Há recomendações nutricionais, e se você quer guardar um número de referência de cabeça, lembra do número 1000. Mil miligramas, como média diária de ingestão de cálcio. Claro que vários fatores vão influenciar, como idade, atividade, massa corpórea, função renal, e etc.
Mas para a maioria das pessoas, nem muito mais, nem muito menos.
Há riscos de se abusar do cálcio (dietético ou suplementar)?
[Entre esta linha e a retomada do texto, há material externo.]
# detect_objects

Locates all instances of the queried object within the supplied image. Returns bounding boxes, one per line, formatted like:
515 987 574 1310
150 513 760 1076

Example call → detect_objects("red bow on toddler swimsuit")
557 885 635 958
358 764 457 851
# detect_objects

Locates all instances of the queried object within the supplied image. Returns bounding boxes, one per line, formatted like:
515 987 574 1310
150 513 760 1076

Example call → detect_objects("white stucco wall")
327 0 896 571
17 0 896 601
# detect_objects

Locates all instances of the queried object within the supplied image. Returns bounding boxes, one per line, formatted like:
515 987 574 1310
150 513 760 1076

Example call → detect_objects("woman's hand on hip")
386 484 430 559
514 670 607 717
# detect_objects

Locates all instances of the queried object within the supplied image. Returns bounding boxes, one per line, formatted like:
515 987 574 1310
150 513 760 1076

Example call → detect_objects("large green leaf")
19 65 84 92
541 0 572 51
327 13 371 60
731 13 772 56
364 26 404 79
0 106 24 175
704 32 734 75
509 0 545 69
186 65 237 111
Falaremos disso na próxima postagem...

19 de julho de 2019

E Pra Garganta, Nada?


Nunca vi pesquisa a respeito, mas aposto que se se perguntar para os habituais consumidores das famosas "pastilhinhas pra garganta", a grande maioria ignora do que são feitas.
Não são todas iguais. E a grande maioria serve para nada.
Veja a composição das pastilhas Vicky, por exemplo. Uma mistura de açúcar com baboseiras, que deixa um "agradável frescor" na garganta! Nada de medicamento, como tudo o que o laboratório Vicky fabrica (a Vicky é a marca campeã mundial da enganação de trouxa, biliardária e totalmente inútil, um verdadeiro milagre de marketing).
Benalet. Aí já é remédio. Horroroso, porque "anti-alérgico para chupar". Pra que? Qual o sentido de se ficar rolando um medicamento anti-alérgico pela garganta sem que se exatamente engula? Qual a base de se usar anti-alérgico para as comuníssimas dores de garganta, seja de que etiologia for?
E a minha mais odiada: Strepfen. Estou cansado de falar mal do ibuprofeno aqui. Mas é que ele merece (ainda que nem sempre o ibuprofeno seja ruim, o enorme problema é do mau uso - e do abuso - que se faz dele). 
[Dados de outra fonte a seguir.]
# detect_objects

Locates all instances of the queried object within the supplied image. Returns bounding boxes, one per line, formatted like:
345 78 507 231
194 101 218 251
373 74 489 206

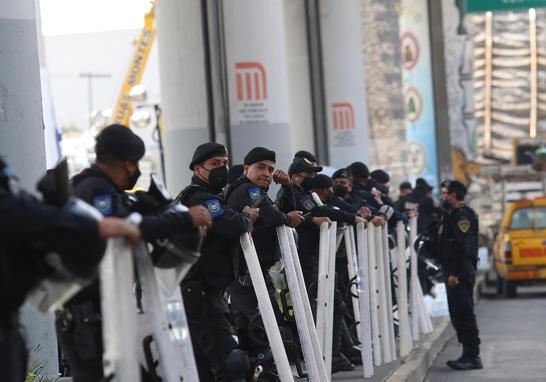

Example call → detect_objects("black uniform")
439 205 480 358
0 159 103 382
177 176 253 381
57 165 193 382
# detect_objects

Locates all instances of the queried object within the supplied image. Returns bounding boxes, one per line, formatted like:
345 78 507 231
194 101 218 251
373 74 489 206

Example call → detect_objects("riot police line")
0 125 442 382
55 206 432 382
Além de você ficar chupando uma "balinha anti-inflamatória" (aí, balinha por balinha prefira a da Vicky, mas preferencialmente esqueça as balinhas, você não é mais nenhuma criança!), esse nome capcioso (Strepfen), que induz você a pensar no "strep"tococo, o grande germe (bactéria) causador das (reais!) infecções de garganta - bem mais raras do que as inflamações de causa viral ou ambiental. Não é antibiótico (seria absurdo se fosse, na forma de pastilha), não é uma "simples balinha", é um remédio, sim, com propriedades anti-inflamatórias, que com essa aparência benigna estimula os consumidores a se entupir de uma medicação com possibilidade de reações adversas às vezes graves.